Honda has reached an agreement with battery developer SES (formerly SolidEnergy Systems) to jointly develop lithium metal batteries for electric vehicles. Honda also plans to acquire about two per cent of the battery developer’s shares as part of SES’s planned initial public offering.
SES wants to go public on the New York Stock Exchange via a SPAC merger. Upon completion of the merger, Honda says it plans to “acquire approximately two per cent of the shares of SES AI Corporation, the company to be listed on the NYSE”.

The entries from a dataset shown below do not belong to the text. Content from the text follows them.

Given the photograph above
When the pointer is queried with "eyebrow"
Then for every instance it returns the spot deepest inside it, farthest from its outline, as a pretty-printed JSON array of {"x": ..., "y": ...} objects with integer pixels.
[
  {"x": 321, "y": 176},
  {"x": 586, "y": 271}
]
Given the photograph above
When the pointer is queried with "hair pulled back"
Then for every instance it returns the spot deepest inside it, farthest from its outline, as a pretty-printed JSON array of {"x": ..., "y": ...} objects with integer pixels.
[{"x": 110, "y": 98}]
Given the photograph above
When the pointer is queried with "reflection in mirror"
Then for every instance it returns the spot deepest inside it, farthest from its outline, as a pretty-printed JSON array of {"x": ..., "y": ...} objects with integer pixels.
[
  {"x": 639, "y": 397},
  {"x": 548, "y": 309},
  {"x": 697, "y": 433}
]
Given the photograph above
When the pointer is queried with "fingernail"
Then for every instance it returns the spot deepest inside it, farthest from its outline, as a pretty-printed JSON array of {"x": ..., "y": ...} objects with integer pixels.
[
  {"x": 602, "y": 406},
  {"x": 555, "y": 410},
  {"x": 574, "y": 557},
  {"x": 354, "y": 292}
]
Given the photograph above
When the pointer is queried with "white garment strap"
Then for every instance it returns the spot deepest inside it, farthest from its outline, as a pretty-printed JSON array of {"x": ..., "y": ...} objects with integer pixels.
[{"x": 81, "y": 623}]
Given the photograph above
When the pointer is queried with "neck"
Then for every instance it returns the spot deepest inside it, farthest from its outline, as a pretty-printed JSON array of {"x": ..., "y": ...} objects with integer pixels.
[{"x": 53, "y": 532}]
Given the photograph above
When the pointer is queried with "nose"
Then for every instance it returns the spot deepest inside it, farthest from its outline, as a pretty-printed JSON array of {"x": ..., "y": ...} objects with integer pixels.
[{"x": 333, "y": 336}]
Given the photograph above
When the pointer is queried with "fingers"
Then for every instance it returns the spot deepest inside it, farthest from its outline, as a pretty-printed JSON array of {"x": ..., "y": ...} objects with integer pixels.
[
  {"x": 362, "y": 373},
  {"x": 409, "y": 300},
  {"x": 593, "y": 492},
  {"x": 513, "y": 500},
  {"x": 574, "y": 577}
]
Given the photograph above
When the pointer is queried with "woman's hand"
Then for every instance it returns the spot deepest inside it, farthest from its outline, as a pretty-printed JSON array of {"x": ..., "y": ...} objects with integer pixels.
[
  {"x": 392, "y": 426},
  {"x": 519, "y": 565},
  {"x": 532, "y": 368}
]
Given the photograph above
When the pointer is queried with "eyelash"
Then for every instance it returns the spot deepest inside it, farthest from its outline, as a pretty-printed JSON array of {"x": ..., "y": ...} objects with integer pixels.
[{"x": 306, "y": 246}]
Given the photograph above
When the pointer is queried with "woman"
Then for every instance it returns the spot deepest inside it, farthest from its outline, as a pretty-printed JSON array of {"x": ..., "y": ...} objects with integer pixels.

SES uses a high energy density lithium metal anode, a protective anode coating and a “proprietary, highly concentrated solvent-in-salt liquid electrolyte” in its battery cell. Qichao Hu, founder and CEO of SES, had stated in July that the battery should come to an energy density of 400 Wh/kg at the cell level. Well-known investors and development partners are General Motors and Hyundai-Kia.
Not only for SES is the cooperation with Honda one among many. The Japanese carmaker itself says that the development agreement with SES is part of its overall battery strategy. In addition to the cooperation with SES, Honda is conducting independent research on solid-state batteries and is planning a demonstration line for this financial year.
Despite its own development, Honda wants to keep options open. “Recognizing the advanced technologies of SES, Honda signed a joint development agreement with SES with the aim to establish a good relationship with SES and expeditiously generate substantial achievements through our joint research activities,” said Shinji Aoyama, Managing Executive Officer in Charge of Electrification at Honda Motor. “Honda will continue to establish collaborative relationships with companies which have advanced technologies, as needed, to offer highly-competitive and attractive EVs to our customers.”
Just last week, it was revealed that Honda is also considering a cooperation with LG Energy Solution. The two companies are currently negotiating the construction of a joint battery factory in the US, but where conventional lithium-ion batteries based on NMC cathodes and liquid electrolytes will probably still be manufactured.